Difficile scegliere, a questo punto. Ma non è detto che scegliere sia necessario. Fin dalle origini il cinema è molteplice, a volte contraddittorio. Non sempre lo spettatore è chiamato a una scelta di campo, neppure nei casi – come questo – in un cui l'aut aut pare imporsi con nettezza. C'è da ricordare, se non altro, che tra i due film corre un discrimine niente affatto irrilevante. Nel 1939, al debutto di Via col vento, la guerra in Europa è appena iniziata e gli Stati Uniti possono ancora illudersi di restarne fuori. Nel 1942, quando il regista Martin Curtiz dirige le riprese di Casablanca, il conflitto ha ormai assunto dimensioni globali e il pubblico americano non può fare a meno di interessarsi a quel che accade sulle sponde del Mediterraneo, nella fattispecie lungo le coste del Marocco, dove l'avventuriero democratico Rick Blane (c'è bisogno di dire che lo intepreta Humphrey Bogart?) fa mostra di essersi ritirato a vita privata. In realtà il suo caffè, il Rick's di Casablanca, è un crocevia di cospiratori e fuggitivi, tenuto d'occhio dalle forze d'occupazione. Il locale era già il baricentro della dimenticabile commedia da cui il film fu tratto e del quale il Casablanca finale conserva solo qualche vaga traccia. Molto fu lasciato all'improvvisazione, molto agli spunti forniti dalla cronaca bellica. Una delle caratteristiche più sorprendenti di Casablanca, a pensarci bene, è proprio questa: racconta una storia senza tempo pur essendo profondamente radicato nella storia del suo tempo.

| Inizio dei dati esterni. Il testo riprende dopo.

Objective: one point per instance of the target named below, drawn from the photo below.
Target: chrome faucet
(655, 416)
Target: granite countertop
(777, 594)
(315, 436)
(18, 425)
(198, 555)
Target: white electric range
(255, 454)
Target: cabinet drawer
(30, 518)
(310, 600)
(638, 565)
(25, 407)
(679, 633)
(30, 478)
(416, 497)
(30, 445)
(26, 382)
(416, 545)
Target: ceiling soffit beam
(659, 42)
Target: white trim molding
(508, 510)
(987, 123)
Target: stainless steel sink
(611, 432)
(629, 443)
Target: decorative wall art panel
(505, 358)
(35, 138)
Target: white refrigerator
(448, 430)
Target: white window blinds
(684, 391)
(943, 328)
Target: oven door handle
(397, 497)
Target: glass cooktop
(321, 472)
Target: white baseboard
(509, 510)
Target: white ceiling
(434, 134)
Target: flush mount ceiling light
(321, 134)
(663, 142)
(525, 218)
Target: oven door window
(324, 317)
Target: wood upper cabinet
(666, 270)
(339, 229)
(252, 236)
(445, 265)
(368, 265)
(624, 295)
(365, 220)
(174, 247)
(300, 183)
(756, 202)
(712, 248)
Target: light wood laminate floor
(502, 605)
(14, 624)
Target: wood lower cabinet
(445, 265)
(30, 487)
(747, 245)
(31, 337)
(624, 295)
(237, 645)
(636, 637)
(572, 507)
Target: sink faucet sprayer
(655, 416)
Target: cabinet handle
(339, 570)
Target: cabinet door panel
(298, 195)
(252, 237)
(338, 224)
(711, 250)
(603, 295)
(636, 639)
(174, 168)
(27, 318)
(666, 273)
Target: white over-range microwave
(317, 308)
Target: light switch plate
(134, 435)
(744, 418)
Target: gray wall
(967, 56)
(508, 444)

Da una parte i nazisti e i loro alleati, i collaborazionisti francesi di Vichy; dall'altra il cittadino del mondo Rick, che all'improvviso si ritrova davanti la donna amata, perduta e mai dimenticata. Ma intanto Ilsa (sì, è Ingrid Bergman) ha sposato l'eroico leader antifascista Victor Laszlo (l'attore Paul Henreid), al quale è legata da un fortissimo vincolo morale. Il dilemma che ne deriva è il vero baricentro del racconto: non la ragion di Stato che soffoca i sentimenti, ma il manifestarsi di un dovere più grande o almeno più impellente perfino della passione. Tutto nel film ha il tono dell'immediatezza, ma al di sotto di una trama tanto accessibile si intrecciano temi di estrema raffinatezza. Nel suo saggio dedicato appunto a Casablanca (in Italia è edito da Bollati Boringhieri) l'antropologo Marc Augé richiama l'attenzione, per esempio, sul ruolo svolto dai personaggi secondari. Più ancora del capitano Reanult (lo impersona Claude Rains ed è il nemico con cui Rick finirà per stringere "una bella amicizia"), a colpire è la funzione assegnata a Sam (Dooley Wilson), il pianista che ha il compito di suonare ancora e ancora la canzone dell'amore impossibile. Sembra una comparsa, ma in realtà è un testimone. E senza testimoni nessuna storia potrebbe resistere al tempo.